Converting a Streaming Pipeline to Batch

Batch Klio pipelines can be useful when performing backfills or when work can be done on a cadence. Batch jobs can also simplify local testing as resources to handle Pub/Sub messages are not required to be set up to kick off a job.

Config Changes

In the klio-job.yaml there are two config values that need to change in order to convert a streaming job to a batch job: the streaming field and the job_config.event input and output configurations.


Set streaming to False:

 name: my-stream-job-that-i-want-to-be-batch
   streaming: False
   <-- snip -->

Event I/O

Currently the only supported event inputs and outputs for streaming jobs are Google Cloud Pub/Sub. However there are multiple supported event configurations in batch mode, the simplest of which is a text file located locally or in GCS. Similarly, writing event outputs to a GCS file is available in batch mode by setting job_config.event.outputs.

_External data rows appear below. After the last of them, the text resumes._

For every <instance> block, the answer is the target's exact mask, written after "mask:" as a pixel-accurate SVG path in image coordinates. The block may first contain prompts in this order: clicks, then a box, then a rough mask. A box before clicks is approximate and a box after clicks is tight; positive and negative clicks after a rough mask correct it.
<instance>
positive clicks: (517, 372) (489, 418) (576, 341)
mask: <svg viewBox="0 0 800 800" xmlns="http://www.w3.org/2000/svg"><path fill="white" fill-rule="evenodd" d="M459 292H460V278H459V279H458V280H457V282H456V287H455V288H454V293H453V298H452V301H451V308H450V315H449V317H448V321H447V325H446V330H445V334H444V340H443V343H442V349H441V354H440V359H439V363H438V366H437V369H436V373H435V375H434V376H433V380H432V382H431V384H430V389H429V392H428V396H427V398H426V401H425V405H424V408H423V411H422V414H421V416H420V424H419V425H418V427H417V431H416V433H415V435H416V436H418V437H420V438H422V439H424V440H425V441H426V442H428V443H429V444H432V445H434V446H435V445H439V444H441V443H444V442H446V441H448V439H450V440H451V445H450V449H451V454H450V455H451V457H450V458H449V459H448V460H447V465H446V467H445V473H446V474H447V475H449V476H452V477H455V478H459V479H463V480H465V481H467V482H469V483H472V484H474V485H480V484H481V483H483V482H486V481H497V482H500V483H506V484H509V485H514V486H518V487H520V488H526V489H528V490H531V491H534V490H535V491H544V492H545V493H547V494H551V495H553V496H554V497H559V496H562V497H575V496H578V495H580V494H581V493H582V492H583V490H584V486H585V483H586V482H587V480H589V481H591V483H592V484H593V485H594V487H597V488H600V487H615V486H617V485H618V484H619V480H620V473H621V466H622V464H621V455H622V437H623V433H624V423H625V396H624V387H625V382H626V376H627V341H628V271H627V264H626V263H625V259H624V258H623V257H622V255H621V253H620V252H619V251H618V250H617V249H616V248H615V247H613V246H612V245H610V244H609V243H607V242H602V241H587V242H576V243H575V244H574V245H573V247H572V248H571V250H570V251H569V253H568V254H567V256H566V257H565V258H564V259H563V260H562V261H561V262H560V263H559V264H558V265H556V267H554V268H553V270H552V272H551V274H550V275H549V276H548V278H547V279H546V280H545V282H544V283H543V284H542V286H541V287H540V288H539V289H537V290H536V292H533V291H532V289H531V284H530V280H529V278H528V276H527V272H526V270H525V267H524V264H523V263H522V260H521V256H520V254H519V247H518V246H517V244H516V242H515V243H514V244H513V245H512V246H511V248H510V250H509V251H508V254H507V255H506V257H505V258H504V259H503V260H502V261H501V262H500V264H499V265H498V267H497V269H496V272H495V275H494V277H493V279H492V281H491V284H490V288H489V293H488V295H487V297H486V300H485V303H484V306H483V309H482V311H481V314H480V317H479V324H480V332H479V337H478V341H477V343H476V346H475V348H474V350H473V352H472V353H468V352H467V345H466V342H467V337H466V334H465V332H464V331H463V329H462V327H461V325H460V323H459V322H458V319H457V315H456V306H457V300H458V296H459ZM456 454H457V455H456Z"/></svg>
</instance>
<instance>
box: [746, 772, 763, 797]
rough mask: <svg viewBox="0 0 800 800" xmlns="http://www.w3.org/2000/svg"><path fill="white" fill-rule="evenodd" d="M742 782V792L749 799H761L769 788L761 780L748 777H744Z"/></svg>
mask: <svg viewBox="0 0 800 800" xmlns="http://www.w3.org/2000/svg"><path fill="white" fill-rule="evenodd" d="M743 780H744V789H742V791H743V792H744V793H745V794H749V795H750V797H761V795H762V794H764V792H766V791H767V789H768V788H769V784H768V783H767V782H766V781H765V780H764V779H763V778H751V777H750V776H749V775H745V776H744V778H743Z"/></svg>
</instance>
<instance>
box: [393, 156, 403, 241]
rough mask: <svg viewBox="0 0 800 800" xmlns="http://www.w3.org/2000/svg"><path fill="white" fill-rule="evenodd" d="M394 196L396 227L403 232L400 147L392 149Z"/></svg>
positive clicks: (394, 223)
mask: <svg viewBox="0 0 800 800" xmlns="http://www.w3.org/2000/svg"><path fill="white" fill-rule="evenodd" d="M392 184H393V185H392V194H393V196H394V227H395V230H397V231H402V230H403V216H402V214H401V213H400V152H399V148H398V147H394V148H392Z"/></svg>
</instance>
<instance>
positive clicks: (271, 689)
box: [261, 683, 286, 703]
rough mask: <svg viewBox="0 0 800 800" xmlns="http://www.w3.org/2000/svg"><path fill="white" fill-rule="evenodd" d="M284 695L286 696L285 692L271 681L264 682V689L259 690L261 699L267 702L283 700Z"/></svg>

An example of of the changes for reading and writing to a GCS file are seen below:

 name: my-stream-job-that-i-want-to-be-batch
   streaming: False
   <-- snip -->
       - type: gcs
         location: gs://my-event-input/my-input-elements.txt
       - type: gcs
         location: gs://my-event-output/


A batch job can also be converted into a streaming job in a similar matter. However, missing resources such as Pub/Sub topics and subscriptions will need to be created with the command klio job verify --create-resources.